Please don’t ever think for one second that I don’t know that this is all my own fault. But I can’t breathe without my son here. He wasn’t living in squalor, by the way, the main part of the house where my son and I spent all our time – sure, it isn’t pristine, but it’s acceptable by most people’s standards. Without my son here, it’s quiet. I can hear his laughter echoing in each empty room as I walk in. Everywhere I look, a constant reminder of my gorgeous little man. I’ve seen him for a couple of hours at least every day, outside of the home, since he’s been gone and I’m incredibly grateful for that. But when I come home, when I’m alone again, my heart continues to break further. Missing my son, it’s painful. The emotional pain is physical. I’m used to physical pain and I’m no wimp, but this is unbearable. I try to keep myself busy – cleaning the house, going for walks, talking to my friends, watching films. Anything that might stop me crying. I’m not wallowing in self-pity. I know this is all my own fault. But I need some help. I didn’t get this way because I’m mentally healthy and normal. I didn’t get this way because I’m just lazy. I am so sorry for everything I’ve caused. My son was a very happy and healthy little boy and I’ve caused him to be torn from his happy home and everything he knows. Thank goodness he has a good father. He loves his dad and sometimes stays overnight at his dad’s house, so thank goodness he’s not somewhere totally unknown. But I know he misses me. He misses his house – his home. It breaks my heart even more knowing that.
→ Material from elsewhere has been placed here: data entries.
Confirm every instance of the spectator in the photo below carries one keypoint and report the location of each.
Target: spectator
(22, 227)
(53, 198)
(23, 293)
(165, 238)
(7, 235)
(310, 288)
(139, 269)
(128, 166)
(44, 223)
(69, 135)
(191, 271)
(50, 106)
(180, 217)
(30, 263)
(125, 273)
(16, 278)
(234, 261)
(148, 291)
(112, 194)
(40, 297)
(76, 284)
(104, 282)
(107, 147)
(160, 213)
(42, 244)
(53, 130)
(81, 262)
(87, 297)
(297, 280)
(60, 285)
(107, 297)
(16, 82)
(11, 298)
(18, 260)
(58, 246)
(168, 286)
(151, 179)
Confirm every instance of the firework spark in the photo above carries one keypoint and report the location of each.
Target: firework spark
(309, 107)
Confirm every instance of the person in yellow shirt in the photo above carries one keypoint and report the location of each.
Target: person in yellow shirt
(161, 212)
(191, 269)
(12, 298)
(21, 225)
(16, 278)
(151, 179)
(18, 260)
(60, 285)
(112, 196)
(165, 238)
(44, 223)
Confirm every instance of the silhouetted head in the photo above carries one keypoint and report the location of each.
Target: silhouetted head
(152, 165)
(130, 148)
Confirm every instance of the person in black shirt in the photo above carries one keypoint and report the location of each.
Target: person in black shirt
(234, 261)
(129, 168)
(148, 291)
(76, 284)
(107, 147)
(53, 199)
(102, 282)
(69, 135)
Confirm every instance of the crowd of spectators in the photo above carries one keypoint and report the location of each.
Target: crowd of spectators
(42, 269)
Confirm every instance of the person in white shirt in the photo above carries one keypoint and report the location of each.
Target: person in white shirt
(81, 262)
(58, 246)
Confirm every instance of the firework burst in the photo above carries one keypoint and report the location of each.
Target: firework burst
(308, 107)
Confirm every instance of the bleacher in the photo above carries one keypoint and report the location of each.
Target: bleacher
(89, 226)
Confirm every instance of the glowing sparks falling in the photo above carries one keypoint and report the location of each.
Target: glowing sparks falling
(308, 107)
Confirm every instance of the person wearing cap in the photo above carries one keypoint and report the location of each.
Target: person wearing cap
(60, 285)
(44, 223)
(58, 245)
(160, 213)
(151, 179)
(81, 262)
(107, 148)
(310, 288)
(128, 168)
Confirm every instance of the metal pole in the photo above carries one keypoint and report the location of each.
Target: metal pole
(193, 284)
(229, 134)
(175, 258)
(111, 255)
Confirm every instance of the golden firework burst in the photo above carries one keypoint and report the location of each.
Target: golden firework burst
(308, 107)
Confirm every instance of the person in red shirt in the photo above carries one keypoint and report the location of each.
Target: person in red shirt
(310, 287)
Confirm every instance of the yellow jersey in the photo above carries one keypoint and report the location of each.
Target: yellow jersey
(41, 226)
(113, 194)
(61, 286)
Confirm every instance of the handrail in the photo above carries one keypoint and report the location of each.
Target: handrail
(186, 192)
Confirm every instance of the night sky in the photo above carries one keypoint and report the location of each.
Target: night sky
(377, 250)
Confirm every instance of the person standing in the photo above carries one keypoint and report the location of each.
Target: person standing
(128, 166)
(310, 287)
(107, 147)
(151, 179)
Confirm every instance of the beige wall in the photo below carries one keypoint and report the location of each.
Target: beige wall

I am going to get better. I’m going to do everything I can to change. I’ve got a referral to the adult mental health team for my mental issues, and to the gastro clinic for my stomach, from my GP. I’ll listen and I’ll do whatever they say will help me get better. I’ll do anything it takes to get my son back. I’m going to start writing again. One of the things that helped me when I was younger was writing, and hopefully one day I can show my son what I was going through, and hopefully, if he’s in any doubt at all, he’ll be able to see how much I love him.